Transformasi Besar: Lahirnya BSD City
Perubahan dramatis dimulai pada 1989 ketika pengembang Ciputra membangun Bumi Serpong Damai (BSD) seluas 6.000 hektar. Konsepnya adalah kota mandiri dengan perumahan, pusat pendidikan, perkantoran, dan pusat perbelanjaan.
Krisis ekonomi 1997 sempat menghentikan pembangunan, namun pada 2003 BSD diakuisisi oleh Sinar Mas Land dan berganti nama menjadi BSD City. Pembangunan kembali melaju pesat dengan dukungan infrastruktur strategis seperti jalan tol Serpong–Jakarta dan Serpong–Balaraja.
Serpong Masa Kini: Pusat Ekonomi dan Hunian
Kini, Serpong menjadi salah satu kawasan paling strategis di Jabodetabek. Kehidupan modern berpadu dengan sisa-sisa sejarahnya. Kawasan ini memiliki pusat perbelanjaan besar seperti AEON Mall BSD, Summarecon Mall Serpong, dan BSD Plaza.
Dari segi pendidikan, hadir universitas ternama seperti Prasetiya Mulya dan Universitas Atma Jaya BSD. Fasilitas umum, hotel berbintang, restoran internasional, hingga kawasan bisnis modern membuat nilai properti di Serpong terus meroket.

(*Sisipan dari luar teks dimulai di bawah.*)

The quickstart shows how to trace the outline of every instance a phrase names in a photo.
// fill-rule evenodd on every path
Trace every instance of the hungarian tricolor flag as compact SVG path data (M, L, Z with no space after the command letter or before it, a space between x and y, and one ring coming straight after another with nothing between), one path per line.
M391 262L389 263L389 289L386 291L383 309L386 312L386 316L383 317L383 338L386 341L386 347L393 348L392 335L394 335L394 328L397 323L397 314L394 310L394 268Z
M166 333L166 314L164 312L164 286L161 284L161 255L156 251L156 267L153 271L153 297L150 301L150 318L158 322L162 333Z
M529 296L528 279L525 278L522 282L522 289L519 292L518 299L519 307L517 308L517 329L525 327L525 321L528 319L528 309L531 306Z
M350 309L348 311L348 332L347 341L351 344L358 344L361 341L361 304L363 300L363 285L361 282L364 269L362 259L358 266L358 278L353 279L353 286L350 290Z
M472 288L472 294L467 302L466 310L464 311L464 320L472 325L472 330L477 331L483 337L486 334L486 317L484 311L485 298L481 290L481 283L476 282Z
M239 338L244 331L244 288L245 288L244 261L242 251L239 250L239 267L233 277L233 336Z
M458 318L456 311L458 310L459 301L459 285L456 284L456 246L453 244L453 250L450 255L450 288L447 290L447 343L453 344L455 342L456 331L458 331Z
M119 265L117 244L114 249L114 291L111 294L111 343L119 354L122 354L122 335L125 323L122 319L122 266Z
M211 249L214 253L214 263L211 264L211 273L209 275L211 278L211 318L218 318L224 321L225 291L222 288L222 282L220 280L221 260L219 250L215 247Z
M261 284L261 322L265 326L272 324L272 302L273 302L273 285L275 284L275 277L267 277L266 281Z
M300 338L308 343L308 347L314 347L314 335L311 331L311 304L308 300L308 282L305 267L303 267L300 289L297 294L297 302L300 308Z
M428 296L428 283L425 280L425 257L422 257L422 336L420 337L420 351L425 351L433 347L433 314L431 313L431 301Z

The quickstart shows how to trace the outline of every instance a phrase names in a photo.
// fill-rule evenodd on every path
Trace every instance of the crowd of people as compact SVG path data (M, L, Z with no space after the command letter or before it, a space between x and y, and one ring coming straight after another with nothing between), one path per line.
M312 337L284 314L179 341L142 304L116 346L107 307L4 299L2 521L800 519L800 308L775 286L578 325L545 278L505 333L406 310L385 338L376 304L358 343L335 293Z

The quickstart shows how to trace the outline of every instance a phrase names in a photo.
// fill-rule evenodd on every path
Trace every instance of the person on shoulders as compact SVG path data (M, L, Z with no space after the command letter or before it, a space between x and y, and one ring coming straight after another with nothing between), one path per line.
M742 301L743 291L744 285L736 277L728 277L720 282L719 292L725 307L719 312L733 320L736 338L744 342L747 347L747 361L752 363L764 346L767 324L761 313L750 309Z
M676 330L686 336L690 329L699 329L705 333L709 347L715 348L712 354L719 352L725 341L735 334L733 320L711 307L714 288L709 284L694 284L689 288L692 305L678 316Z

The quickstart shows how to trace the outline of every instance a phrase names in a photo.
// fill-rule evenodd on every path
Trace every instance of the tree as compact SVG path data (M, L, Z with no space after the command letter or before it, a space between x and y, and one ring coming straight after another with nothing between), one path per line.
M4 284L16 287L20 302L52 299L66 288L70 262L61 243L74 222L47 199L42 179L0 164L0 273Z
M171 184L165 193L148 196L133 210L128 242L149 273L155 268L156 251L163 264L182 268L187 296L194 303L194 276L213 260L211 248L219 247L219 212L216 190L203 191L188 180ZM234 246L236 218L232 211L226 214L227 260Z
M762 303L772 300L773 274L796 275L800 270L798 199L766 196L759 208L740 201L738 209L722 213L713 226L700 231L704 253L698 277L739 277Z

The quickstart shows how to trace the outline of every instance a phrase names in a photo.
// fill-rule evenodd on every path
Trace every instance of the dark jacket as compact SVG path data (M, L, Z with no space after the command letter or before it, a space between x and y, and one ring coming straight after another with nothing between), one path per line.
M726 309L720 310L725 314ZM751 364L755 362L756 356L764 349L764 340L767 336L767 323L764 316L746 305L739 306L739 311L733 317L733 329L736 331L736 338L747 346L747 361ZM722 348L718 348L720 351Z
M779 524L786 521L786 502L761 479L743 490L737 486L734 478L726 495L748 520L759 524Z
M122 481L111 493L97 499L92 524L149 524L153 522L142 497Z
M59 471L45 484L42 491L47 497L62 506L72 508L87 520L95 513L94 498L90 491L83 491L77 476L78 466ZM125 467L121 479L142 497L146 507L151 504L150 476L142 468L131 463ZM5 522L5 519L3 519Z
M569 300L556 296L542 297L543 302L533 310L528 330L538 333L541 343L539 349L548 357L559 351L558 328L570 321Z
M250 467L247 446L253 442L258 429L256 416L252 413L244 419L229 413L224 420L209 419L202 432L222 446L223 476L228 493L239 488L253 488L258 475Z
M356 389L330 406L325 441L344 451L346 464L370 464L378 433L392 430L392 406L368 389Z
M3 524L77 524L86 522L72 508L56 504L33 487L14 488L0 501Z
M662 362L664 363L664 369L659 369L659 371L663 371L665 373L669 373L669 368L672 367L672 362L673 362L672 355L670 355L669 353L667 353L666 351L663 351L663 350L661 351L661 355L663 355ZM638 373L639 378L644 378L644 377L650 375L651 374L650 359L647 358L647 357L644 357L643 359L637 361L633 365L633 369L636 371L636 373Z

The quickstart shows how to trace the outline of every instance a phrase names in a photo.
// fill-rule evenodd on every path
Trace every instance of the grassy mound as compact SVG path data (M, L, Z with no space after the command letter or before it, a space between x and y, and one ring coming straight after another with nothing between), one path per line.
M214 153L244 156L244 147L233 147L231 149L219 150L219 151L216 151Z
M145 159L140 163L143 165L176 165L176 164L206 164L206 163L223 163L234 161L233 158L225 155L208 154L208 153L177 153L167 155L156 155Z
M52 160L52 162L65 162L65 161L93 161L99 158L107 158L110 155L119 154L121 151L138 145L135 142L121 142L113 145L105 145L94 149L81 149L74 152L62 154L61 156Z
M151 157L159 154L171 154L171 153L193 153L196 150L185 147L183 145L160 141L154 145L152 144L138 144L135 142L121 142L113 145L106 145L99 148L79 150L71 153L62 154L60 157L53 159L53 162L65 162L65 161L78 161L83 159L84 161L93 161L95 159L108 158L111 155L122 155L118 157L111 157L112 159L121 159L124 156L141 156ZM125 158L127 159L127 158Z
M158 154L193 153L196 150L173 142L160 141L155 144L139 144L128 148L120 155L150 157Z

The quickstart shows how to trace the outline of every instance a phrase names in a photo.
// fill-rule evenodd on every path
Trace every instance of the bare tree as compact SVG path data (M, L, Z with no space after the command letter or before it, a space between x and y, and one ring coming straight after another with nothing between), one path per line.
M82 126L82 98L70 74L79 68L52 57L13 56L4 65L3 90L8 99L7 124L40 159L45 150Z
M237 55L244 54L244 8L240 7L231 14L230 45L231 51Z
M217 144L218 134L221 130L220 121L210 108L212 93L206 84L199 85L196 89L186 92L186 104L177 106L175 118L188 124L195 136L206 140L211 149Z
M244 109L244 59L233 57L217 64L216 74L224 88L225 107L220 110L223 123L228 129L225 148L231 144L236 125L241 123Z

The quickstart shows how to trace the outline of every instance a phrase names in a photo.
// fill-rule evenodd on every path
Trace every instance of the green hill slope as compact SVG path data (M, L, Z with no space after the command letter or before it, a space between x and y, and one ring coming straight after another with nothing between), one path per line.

Jejak Budaya Tionghoa: Klenteng Boen Hay Bio
Di tengah kemajuan modern, Serpong menyimpan warisan budaya seperti Klenteng Boen Hay Bio, wihara tertua di wilayah ini yang dibangun pada 1694. Klenteng ini telah mengalami renovasi sepuluh kali dan menjadi pusat aktivitas keagamaan umat Buddha serta Tionghoa lokal. Perayaan ulang tahun klenteng setiap bulan keenam kalender Tionghoa menjadi agenda budaya yang meriah.
Baca Juga: SE Terbaru 13 Agustus 2025 Umumkan Tenaga Honorer Lolos PPPK, Berikut Langkah yang Wajib Dilakukan
Kepadatan dan Keberagaman
Berdasarkan data 2023, Kecamatan Serpong berpenduduk 163.451 jiwa dengan kepadatan hampir 1.000 jiwa per km². Masyarakatnya beragam Islam menjadi agama mayoritas (81,70%), diikuti Kristen (15,87%), Buddha (2,10%), Hindu (0,22%), dan Konghucu (0,11%). Keberagaman ini membentuk wajah sosial Serpong yang inklusif.
Bagi sebagian orang yang tumbuh di Serpong sebelum era pembangunan masif, perubahan ini menghadirkan rasa campur aduk. Jalan tanah yang dulu lengang kini diganti aspal dan lalu lintas padat. Kunang-kunang yang menemani malam berganti cahaya lampu kota.
Namun, di balik gedung-gedung tinggi, aroma tanah basah setelah hujan, suara tawa di gang sempit, dan kenangan masa kecil tetap hidup di hati warganya. Serpong bukan hanya titik di peta, melainkan bagian dari identitas dan perjalanan hidup.
Serpong adalah contoh nyata bagaimana sebuah wilayah dapat berubah drastis tanpa melupakan sejarahnya. Dari rawa dan hutan karet, menjadi pusat perlawanan kemerdekaan, hingga kota mandiri modern yang memimpin pertumbuhan ekonomi Tangerang Selatan. Di setiap sudutnya, Serpong menyimpan kisah masa lalu yang layak dijaga, sambil menatap masa depan yang terus berkembang.